"(...)Por sobre o verde turvo do amplo rio Os circunflexos brancos das gaivotas... Por sobre a alma o adejar inútil Do que não foi, nem pôde ser, e é tudo. Dá-me mais vinho, porque a vida é nada."
Do poema "Há Doenças piores que as Doenças" de Fernando Pessoa
Um dos maiores poeta do mundo, Fernando Pessoa era conhecido também por seu gosto pelos vinhos de sua terra. A menção a eles está em várias de suas obras, escritas em estilos particulares para combinar com as quatro personalidades de nomes diferentes adotadas pelo artista.
Da mesma forma que o poeta, os vinhos portugueses guardam em suas garrafas uma rima rica e nobre, tão variada como as muitas personalidades de seu poeta maior. São suas castas de uvas, tesouro em cachos, que diferenciam Portugal do resto do mundo do vinho.
O país possui cerca de 300 castas autóctones (cepas que não vieram de outras terras e são nativas de uma região particular), fazendo dele um dos lugares com maior patrimônio genético do mundo vitícola. É óbvio que nem todas têm a mesma importância e nem mesmo estão bem implantadas em todo o território lusitano.
Na verdade, essa diferenciação por regiões é um reforço ainda maior para a qualidade das variedades, como atestam ícones como o Vinho Verde produzido na sub-região de Monção, dentro do Minho, com a uva branca Alvarinho, que até bem pouco tempo só podia ser encontrada na vizinha Espanha - na região da Galícia, com o nome Albariño.
A Alvarinho, originária da bacia do Rio Minho, é uma uva branca de casca grossa e polpa carnuda, que produz pouco suco, mas o fermentado dele resulta em vinhos brancos um pouco mais alcoólicos, frutados, longevos e encorpados do que as outras variedades brancas do Minho - como a Loureiro (que tem esse nome por, obviamente, ter aromas que remetem à folha de louro) e a Trajadura (que rende pouco, mas tem alta qualidade).
Também importante no Minho é a branca Arinto (ou Pedernã), originária da Estremadura.
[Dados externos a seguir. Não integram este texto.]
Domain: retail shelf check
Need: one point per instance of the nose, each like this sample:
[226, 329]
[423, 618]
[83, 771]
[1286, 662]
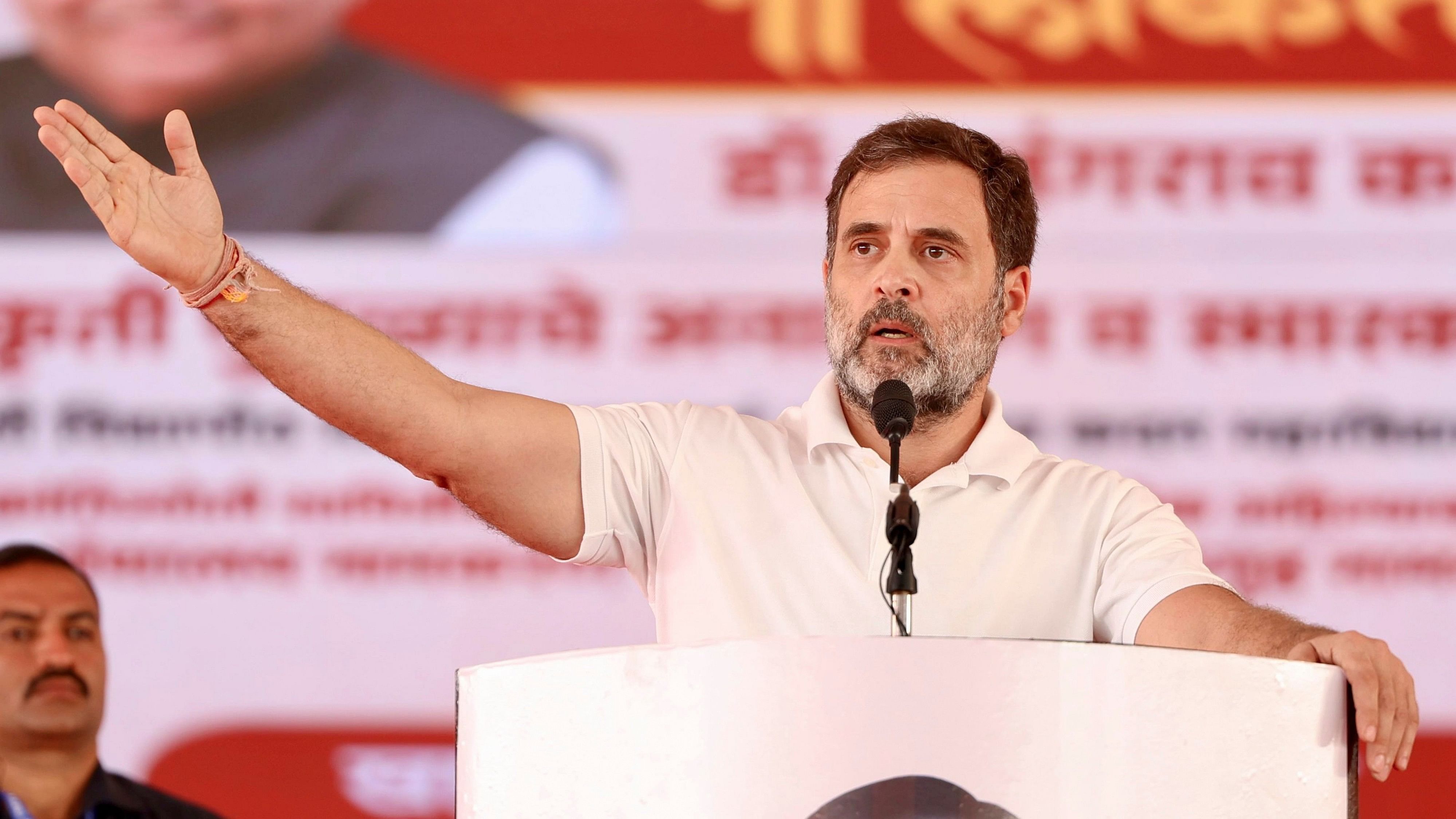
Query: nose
[896, 276]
É das castas brancas mais ecléticas em território lusitano, disseminada por todo o país e com boa adaptação em diferentes terroirs. Ela tanto produz elegantes e aromáticos Vinhos Verdes como confere frescor aos brancos do Alentejo.
A Cepa Nacional
Na opinião do enólogo português João Santos, um dos diretores da Vinibrasil (empresa que faz parte do grupo Dão Sul e produz vinhos no semiárido nordestino), as duas castas brancas acima mencionadas são as mais importantes do país e estão em companhia de uma tinta fundamental para a história e a consagração do vinho português, a Touriga Nacional.
"Essa casta se originou nas regiões do Dão e do Douro, mas, na última década, tem se expandido por todo o país. E mesmo internacionalmente, quer seja na Austrália, África do Sul ou até no Brasil. Ela é considerada o ex-líbris das castas tintas portuguesas, originando vinhos muito aromáticos e com grande capacidade de envelhecimento", explica João Santos.
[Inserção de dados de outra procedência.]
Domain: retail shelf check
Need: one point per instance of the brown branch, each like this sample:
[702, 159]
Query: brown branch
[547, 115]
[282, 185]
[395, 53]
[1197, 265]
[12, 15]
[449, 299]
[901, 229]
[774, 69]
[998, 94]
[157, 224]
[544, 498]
Ela é uma planta vigorosa, mas com baixíssima produtividade - principalmente na região do Alto Douro. É bastante resistente a doenças e tem grãos pequenos. Seus vinhos são, em geral, muito escuros e com aromas poderosos de frutas em compota e florais.
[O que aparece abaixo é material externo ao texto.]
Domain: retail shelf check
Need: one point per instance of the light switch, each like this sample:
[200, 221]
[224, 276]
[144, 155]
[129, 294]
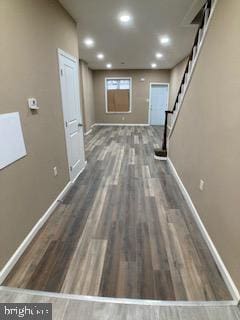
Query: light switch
[32, 103]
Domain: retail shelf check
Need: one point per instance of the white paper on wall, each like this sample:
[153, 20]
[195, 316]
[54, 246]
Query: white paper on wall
[12, 146]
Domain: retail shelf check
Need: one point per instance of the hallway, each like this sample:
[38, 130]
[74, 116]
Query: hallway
[123, 230]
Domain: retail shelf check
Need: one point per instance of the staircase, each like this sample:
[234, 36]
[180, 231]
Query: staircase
[207, 9]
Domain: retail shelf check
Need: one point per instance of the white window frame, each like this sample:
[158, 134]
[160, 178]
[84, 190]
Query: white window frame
[130, 95]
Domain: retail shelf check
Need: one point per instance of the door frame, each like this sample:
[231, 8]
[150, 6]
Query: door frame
[60, 53]
[150, 97]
É das cepas mais importantes na composição do Vinho do Porto, mas também dá bons vinhos varietais, de corpo médio e bom equilíbrio. As castas autóctones portuguesas têm, na geografia do país, sua razão de ser. Apesar de estar no continente europeu, Portugal desfruta de uma posição geográfica única e de condições climáticas muito diferentes do resto da Europa - incluindo aí os ventos quentes que chegam do norte da África.
Dessa forma, suas castas foram mantidas protegidas e, com poucas exceções, não encontraram terroir que lhes conviesse em outras partes, mantendo suas características através dos séculos. Outro dado importante é que, sendo um país de produção antiga e tradicional de vinhos, as leis portuguesas protegem suas castas e limitam a entrada de outras variedades.
"Para cada região, há uma listagem de castas recomendadas e também de castas autorizadas para a produção dos vinhos com Denominação de Origem.
A introdução de castas francesas até existe, mas elas fazem parte das autorizadas e, geralmente, sua quantidade percentual é inferior ao das portuguesas", esclarece João Santos. Ele acredita, ainda, que o fato de ter variedades de outros países faz parte da globalização e não vê mal algum - quando essas uvas dão origem a vinhos de elevada qualidade.